Now that we have covered the "what," let's explore the "why." At the ARRT, expectations from professionals, academic experts, and the public must be made cohesive to establish a minimum level of quality that the professional must demonstrate. The ARRT's formula of excellence (Ethics + Education + Exam = Excellence™) informs the knowledge skills and abilities (KSAs) that candidates must demonstrate from the start of their career. This is one aspect of validity.
Validity is often compared with a legal argument that has one directive that is supported by evidence. A test's construct and content validity, two key pieces of validity evidence, is first established in the test planning phase, where what topics a test will cover and what items might access those KSAs is determined.

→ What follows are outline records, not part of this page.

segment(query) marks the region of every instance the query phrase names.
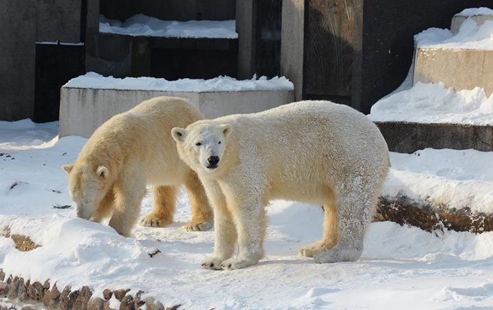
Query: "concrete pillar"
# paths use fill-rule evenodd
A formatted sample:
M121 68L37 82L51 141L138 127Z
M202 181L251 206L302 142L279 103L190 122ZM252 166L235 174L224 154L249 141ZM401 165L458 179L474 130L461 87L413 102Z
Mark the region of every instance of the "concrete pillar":
M238 78L251 79L255 73L255 2L236 1L236 32L238 34Z
M303 99L305 0L283 0L281 75L294 85L294 99Z
M0 120L32 118L36 0L0 1Z

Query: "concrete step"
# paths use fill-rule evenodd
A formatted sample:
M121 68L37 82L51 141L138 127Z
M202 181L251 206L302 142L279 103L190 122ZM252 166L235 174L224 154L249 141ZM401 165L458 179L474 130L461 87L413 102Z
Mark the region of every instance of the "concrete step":
M427 148L493 151L493 125L375 122L392 152Z
M486 21L493 21L493 10L488 8L473 8L466 9L460 13L456 14L452 18L451 23L452 34L458 34L462 23L468 18L471 18L479 25L481 25Z
M225 81L227 79L227 81ZM60 136L89 138L113 116L159 96L186 98L207 118L261 112L293 101L293 86L284 78L269 81L166 81L114 79L88 73L60 91Z

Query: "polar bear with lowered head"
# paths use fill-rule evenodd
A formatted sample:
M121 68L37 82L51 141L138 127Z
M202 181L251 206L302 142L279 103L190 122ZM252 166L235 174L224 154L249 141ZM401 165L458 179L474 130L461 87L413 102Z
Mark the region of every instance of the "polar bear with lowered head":
M186 99L156 97L106 121L89 138L73 165L65 165L77 216L100 222L124 236L138 217L146 185L152 185L153 209L141 223L173 222L177 193L184 185L192 205L188 231L209 229L212 210L197 174L179 157L171 129L202 114Z
M318 263L361 256L390 166L387 144L364 114L329 101L301 101L199 120L174 128L173 136L214 207L214 254L203 267L257 263L264 255L264 207L273 199L324 207L322 240L301 255Z

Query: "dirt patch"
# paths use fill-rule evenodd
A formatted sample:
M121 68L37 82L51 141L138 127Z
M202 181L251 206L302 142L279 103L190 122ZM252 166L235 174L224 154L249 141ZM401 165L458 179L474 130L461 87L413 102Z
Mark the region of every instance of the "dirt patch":
M7 238L12 238L12 240L14 240L14 242L16 245L16 248L20 251L22 252L27 252L30 250L33 250L35 248L39 248L39 244L36 244L34 243L31 238L26 235L17 235L17 234L11 234L10 233L10 229L9 227L5 227L3 229L3 231L0 233L0 235L2 235Z
M493 215L475 213L469 208L455 209L432 206L405 196L381 197L375 222L390 220L433 232L444 229L481 233L493 231Z

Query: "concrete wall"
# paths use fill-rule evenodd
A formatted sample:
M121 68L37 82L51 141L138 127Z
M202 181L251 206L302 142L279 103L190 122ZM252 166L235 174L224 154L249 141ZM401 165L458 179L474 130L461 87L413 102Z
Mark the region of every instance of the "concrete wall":
M101 14L125 21L144 14L169 21L235 19L236 0L101 0Z
M81 42L81 0L38 0L36 41Z
M0 1L0 120L34 112L36 0Z
M158 96L186 98L208 118L260 112L293 101L290 90L174 92L62 88L60 135L88 138L114 115Z
M479 25L483 25L486 21L493 21L493 15L476 15L474 16L455 16L452 18L452 23L451 23L451 31L452 31L453 34L458 34L462 23L468 18L473 19Z
M493 51L418 49L414 83L443 82L457 90L477 86L493 92Z
M281 75L294 84L294 99L303 99L305 1L283 0Z

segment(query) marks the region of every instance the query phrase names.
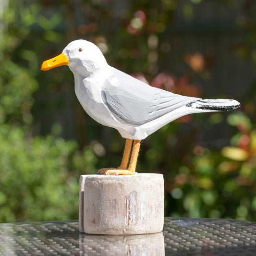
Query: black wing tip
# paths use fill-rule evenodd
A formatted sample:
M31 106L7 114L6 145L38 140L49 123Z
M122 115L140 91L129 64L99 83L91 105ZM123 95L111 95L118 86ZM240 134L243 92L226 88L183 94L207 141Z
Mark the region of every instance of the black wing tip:
M186 105L193 109L216 111L229 111L237 109L240 103L235 99L201 99L191 102Z

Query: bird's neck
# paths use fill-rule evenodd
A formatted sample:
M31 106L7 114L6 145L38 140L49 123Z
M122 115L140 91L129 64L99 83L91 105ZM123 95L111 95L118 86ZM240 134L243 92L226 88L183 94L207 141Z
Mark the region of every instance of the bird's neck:
M104 65L94 66L90 65L87 63L87 65L85 67L76 67L75 68L70 66L70 68L74 74L75 77L79 77L82 80L89 77L92 77L97 76L99 79L104 78L107 77L108 73L108 70L110 66L107 63Z

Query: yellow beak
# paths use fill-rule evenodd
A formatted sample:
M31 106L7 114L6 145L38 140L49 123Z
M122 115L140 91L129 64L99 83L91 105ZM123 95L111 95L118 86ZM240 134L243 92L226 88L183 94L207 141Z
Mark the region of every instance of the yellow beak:
M60 66L68 65L68 59L62 52L58 56L44 61L41 67L41 70L49 70L56 67L60 67Z

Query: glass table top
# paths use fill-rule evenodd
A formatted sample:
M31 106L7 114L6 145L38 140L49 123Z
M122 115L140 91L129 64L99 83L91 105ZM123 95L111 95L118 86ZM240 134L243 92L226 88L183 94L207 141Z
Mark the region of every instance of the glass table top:
M0 255L255 256L256 223L165 218L162 232L80 233L78 220L0 224Z

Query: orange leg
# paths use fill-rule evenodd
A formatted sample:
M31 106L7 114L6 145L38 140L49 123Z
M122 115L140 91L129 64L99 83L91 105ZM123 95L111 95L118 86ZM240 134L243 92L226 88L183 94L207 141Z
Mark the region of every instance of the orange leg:
M116 175L129 175L134 174L135 173L136 164L138 159L141 140L134 140L134 141L132 156L131 156L130 164L127 169L127 164L130 157L132 142L133 140L126 139L123 156L120 167L117 169L115 168L104 168L100 169L98 171L98 174L105 174L107 175L109 174L115 174Z
M131 153L131 148L132 148L132 144L133 140L131 140L131 139L126 139L122 161L120 167L118 168L119 169L126 170L127 168L127 164L129 161L129 158L130 158L130 153Z

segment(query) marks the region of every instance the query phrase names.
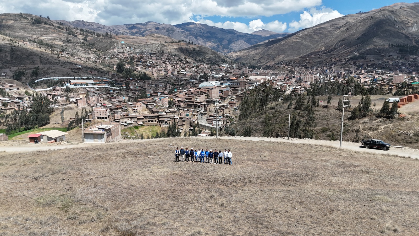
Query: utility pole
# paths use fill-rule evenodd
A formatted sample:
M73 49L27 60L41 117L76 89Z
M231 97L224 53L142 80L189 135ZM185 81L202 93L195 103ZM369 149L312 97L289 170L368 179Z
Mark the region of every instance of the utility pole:
M345 105L345 102L348 102L349 100L345 100L345 97L349 96L349 95L343 95L343 100L342 101L343 104L342 104L342 124L341 127L341 139L340 142L339 143L339 147L342 147L342 136L343 136L343 114L345 112L345 108L347 107L347 105Z
M288 140L290 140L290 126L291 124L291 114L288 115Z
M215 127L217 129L217 134L215 135L215 138L218 138L218 107L215 107Z
M83 128L84 126L83 125L83 117L80 117L81 118L81 143L83 143L84 141L84 128Z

An example of something with poor content and construct validity would be measuring height among young schoolchildren to predict how well students read overall. Although, to a point, height and literacy correlate highly, so to do height and age, and age with amount of school-based reading instruction. To measure reading performance, it may be wiser to measure things directly related to literacy such as reading comprehension and fluency-things logically related to reading performance that are meaningful throughout a lifetime.
So, here we have navigated from standard setting to the fundamental credibility of the assessment. The nature of a validity argument is that at every step we must always work toward ensuring a high-quality assessment that delivers credible results. The validity argument starts before the first item has been written, continues through setting the standards or cut score, and concludes with evidence from examinee performance. Then it starts all over. In assessment, validity is at the heart of the efforts, and standard setting plays a pivotal role in maintaining the quality of the validity argument.